Long road to earn back the school cost, but the eventual earnings advantage is real.
Entry-level salary
$95K
25th percentile — what most people start at
Experienced salary
$210K
75th percentile — after ~10 years in the field
School & training cost
$200K
+ $85K interest over 10 yrs
Loan paid off
Year 20
$2,378/mo for 10 years
First year of work
After loan's paid (yr 20)
Salary range reflects 25th–75th percentile nationally, growing from entry-level to experienced over 10 working years. School costs are national averages — yours will vary. Loan assumes you borrow the full amount at 7.54% interest, repaid over 10 years. Monthly figures are pre-tax.
The first years
Undergrad (Year 1–4)
You're getting a bachelor's degree, and the major doesn't have to be 'pre-law' — political science, environmental science, biology, and English are all common. You're focused on GPA because law school admissions care a lot about it, and you're studying for the LSAT in your junior or senior year. You might intern at a nonprofit, a congressional office, or do environmental field work to figure out if you actually care about this stuff or just like the idea of it.
Law School (Year 5–7)
Three years of intense reading, case briefs, and cold calls in class. Your first year is mostly required courses (contracts, torts, civil procedure) — you don't get to touch environmental law until year two. Tuition runs $30K–$75K per year, and most students graduate with $100K–$200K in debt. You take environmental law electives, join the environmental law journal if your school has one, and try to land a summer internship at the EPA, a state agency, or a nonprofit like Earthjustice — these pay little or nothing, but they're how you get hired later.
Decision point
After your second summer of law school, you have to choose a track: take a high-paying corporate firm job (often defending companies in environmental disputes, $200K+ starting) to pay off your debt, or take a public interest or government job ($60K–$80K starting) that aligns with why you went into this. Both lead to 'environmental law' careers, but the day-to-day work and the clients are very different, and switching sides later is harder than people admit.

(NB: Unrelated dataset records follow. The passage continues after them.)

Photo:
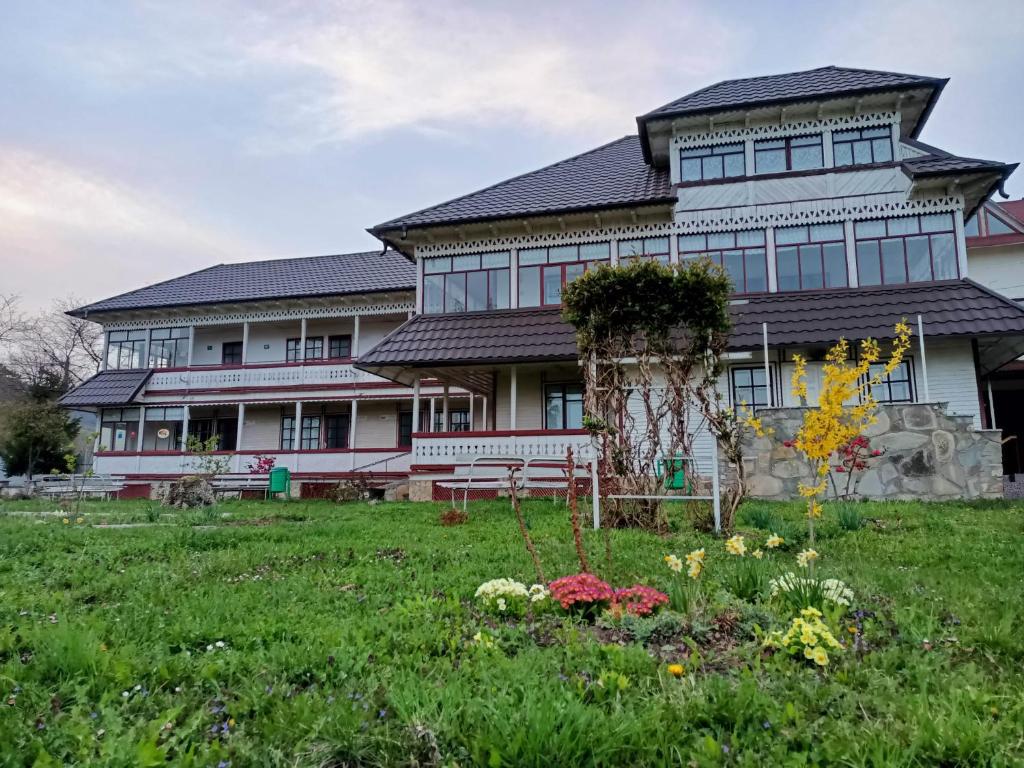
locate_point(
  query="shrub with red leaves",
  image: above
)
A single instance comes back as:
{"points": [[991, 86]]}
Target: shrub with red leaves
{"points": [[583, 591], [640, 600]]}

Bar Prep & First Year Licensed (Year 7–8)
You graduate, then spend 2–3 months studying full-time for the bar exam — it's brutal and you're not getting paid. Once you pass and get sworn in, you're a junior associate or staff attorney doing the grunt work: document review, legal research, drafting sections of briefs that a senior attorney will rewrite. You're billing 1,800–2,200 hours a year if you're at a firm, which means actually working closer to 2,500. You rarely see a courtroom; most of your time is spent reading regulations, agency records, and technical reports you barely understand at first.